I believe we are seeing a dramatic shift in the way Kosovars think about their justice system and the role that judges and lawyers play in Kosovo society. In Pristina I also met with the Minister of Justice (comparable to the U.S. Attorney General), and then with the dean of the law school, and after a lengthy discussion about legal education reforms I met with about 20 law students and several professors who patiently had been waiting for more than an hour for me (I had not been told of the meeting), and who were anxious to hear me speak about the responsibilities that accompany the privilege of being a lawyer. After speaking I asked whether there were questions. A young woman law student inquired how I, as a trial lawyer, would react to a client requesting that I do something prohibited by the ethical code in order to win a case of dire importance to the client. Should the lawyer, she asked, whose responsibility is to represent the client with utmost loyalty and to the best of his or her ability, accede to the client's fervent request or comply with the dictates of the code? I responded, "Do you have any doubt what my answer is?" I noted that nothing is more important to a lawyer than his or her personal and professional integrity, that once surrendered for some momentary or other advantage, no one - colleagues at the bar, the judiciary, potential clients - would ever again trust him or her. Worse, such corrupt conduct spreads disease in the justice system, and to the people's confidence in a fair and honest system of justice. The positive response that I received to my remarks from these Kosovo students and their professors, and leaders of the bar and bench, makes me think that the legal profession is on a sure path that will lead to a fully functioning, mature and transparent rule of law system in Kosovo.
Editor: That is a very encouraging story. How are we doing elsewhere in the world in the rule of law discussion?
Greco: Not every undertaking of the ABA's Rule of Law Initiative results so quickly in such a success story.
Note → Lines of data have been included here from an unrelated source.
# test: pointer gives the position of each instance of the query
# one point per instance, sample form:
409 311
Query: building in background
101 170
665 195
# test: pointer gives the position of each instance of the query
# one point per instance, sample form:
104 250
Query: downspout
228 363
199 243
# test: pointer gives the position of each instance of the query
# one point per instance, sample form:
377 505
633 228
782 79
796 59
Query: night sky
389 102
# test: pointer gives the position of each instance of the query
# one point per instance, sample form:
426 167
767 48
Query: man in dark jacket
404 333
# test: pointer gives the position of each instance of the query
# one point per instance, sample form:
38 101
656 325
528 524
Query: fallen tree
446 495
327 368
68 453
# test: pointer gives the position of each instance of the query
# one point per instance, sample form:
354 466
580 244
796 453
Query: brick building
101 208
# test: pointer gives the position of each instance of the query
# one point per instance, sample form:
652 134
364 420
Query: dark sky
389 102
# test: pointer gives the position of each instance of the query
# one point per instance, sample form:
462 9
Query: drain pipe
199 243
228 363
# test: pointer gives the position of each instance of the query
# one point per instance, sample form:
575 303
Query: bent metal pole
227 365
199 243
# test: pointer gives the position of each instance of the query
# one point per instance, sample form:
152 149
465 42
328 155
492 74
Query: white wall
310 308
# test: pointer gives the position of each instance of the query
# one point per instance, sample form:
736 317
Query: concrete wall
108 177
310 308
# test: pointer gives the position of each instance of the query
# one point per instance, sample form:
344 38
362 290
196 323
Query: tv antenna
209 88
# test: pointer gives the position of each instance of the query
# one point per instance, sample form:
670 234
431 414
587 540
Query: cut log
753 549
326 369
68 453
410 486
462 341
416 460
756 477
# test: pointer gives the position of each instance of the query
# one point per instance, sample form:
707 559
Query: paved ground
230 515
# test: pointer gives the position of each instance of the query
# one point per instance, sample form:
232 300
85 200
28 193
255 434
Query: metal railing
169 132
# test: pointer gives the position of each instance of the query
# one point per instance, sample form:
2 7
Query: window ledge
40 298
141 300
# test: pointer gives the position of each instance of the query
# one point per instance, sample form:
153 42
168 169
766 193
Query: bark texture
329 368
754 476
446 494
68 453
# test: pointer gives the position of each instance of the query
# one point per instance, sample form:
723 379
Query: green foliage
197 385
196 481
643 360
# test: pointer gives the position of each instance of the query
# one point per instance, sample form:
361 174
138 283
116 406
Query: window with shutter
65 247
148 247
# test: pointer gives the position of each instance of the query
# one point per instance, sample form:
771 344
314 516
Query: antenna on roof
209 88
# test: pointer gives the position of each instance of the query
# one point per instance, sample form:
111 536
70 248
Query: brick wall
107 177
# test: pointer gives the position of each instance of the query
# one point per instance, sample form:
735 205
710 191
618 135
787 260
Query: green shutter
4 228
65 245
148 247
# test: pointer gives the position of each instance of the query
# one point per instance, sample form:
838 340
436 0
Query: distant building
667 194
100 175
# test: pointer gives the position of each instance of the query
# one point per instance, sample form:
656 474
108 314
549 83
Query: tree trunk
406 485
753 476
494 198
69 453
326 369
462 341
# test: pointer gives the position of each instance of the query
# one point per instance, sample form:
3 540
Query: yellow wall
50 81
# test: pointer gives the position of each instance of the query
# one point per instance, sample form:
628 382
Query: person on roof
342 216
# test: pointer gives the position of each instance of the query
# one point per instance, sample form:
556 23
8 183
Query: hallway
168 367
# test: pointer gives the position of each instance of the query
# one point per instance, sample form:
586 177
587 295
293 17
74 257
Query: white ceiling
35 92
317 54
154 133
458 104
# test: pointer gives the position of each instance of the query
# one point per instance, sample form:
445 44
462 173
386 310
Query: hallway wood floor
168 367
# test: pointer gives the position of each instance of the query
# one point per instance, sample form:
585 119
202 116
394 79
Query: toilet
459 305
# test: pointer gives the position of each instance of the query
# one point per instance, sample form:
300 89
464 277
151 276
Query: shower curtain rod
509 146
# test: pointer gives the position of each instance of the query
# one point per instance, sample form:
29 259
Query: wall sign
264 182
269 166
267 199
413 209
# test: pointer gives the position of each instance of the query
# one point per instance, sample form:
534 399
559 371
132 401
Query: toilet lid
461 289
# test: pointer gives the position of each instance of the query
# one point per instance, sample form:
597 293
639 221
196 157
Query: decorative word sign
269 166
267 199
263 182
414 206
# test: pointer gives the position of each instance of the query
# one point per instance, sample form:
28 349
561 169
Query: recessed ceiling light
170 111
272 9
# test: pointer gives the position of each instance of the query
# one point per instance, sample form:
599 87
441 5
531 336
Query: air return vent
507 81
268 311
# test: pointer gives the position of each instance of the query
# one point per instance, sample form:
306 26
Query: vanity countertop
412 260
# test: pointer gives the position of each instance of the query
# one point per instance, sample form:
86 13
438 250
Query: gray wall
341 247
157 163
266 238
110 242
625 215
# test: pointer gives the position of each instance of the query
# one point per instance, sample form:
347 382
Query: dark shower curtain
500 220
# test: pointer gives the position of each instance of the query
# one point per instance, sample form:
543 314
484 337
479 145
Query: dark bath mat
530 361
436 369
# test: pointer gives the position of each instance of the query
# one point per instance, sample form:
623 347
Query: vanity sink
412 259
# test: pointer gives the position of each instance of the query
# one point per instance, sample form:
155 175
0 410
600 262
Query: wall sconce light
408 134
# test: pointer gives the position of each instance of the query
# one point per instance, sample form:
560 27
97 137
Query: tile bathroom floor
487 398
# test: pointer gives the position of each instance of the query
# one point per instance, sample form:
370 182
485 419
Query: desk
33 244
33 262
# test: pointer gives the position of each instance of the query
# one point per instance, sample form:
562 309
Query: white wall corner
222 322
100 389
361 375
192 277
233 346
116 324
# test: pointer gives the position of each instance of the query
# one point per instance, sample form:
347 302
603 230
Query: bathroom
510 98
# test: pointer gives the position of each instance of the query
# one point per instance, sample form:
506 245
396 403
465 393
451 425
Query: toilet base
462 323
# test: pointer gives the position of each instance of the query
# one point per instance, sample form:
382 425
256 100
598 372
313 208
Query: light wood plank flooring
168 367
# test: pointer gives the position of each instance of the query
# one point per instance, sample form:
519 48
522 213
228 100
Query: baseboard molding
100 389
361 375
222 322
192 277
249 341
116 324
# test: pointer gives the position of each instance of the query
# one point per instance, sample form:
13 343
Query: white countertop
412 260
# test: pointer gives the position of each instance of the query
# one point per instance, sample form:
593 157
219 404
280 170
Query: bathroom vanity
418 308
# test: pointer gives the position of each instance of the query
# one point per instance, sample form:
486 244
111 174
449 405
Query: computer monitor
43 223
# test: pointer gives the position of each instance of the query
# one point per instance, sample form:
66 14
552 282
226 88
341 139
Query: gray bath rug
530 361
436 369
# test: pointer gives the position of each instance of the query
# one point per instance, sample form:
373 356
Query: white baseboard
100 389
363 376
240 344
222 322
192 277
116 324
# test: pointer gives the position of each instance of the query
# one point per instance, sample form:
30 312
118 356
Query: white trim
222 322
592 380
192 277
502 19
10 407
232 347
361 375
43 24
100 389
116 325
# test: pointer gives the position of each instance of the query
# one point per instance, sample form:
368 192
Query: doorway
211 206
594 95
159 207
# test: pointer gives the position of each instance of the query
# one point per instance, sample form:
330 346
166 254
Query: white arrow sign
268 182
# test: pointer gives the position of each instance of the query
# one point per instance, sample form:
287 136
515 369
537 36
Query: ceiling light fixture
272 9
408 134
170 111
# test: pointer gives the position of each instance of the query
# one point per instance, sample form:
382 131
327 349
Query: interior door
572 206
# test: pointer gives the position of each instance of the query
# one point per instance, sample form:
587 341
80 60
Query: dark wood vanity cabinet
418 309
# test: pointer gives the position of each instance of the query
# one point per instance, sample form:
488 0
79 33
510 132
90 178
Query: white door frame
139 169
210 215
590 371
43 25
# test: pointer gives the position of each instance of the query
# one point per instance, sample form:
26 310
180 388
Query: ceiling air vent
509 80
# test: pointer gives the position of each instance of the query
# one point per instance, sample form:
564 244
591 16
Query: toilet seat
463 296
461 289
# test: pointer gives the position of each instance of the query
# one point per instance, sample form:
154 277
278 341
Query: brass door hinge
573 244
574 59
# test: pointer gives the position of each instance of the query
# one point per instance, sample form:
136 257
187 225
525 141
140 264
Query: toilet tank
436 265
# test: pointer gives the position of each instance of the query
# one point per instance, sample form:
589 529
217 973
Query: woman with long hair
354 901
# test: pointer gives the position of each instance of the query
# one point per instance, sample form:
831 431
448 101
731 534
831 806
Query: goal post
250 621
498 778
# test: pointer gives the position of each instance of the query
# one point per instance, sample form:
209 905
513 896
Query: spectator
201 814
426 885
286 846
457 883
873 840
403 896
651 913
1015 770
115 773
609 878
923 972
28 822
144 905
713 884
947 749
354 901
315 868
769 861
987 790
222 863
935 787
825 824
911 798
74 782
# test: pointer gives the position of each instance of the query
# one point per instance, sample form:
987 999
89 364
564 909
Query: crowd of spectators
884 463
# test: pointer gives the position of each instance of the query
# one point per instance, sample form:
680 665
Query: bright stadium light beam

Reform and change by their nature require time, patience, and persistence before acceptance follows. Advancement of the rule of law is a complex, long term process. Nevertheless, substantial progress is being made in Kosovo and in other developing democracies throughout the world, and I am confident that such progress will continue. The ABA will continue to do its part. At its August Annual Meeting in New York, the ABA presented its Rule of Law Award to the lawyers and judges of Pakistan who literally risked their lives to defend the rule of law in their country. Having taken coercive steps against the Pakistani judiciary and, in a shocking and unconstitutional act, dismissing the Chief Justice, President Pervez Musharraf raised such a storm among his country's legal community that he now finds himself forced from office. This is the rule of law in action. When it occurs - this tangible evidence that people do believe in the rule of law and will risk their lives to protect it in order to achieve a just legal system, economic stability and respect for human dignity - the efforts of all who advance the rule of law are validated. There is every reason for America's legal and business communities to support the ABA's efforts to advance the rule of law. It is a worthy undertaking.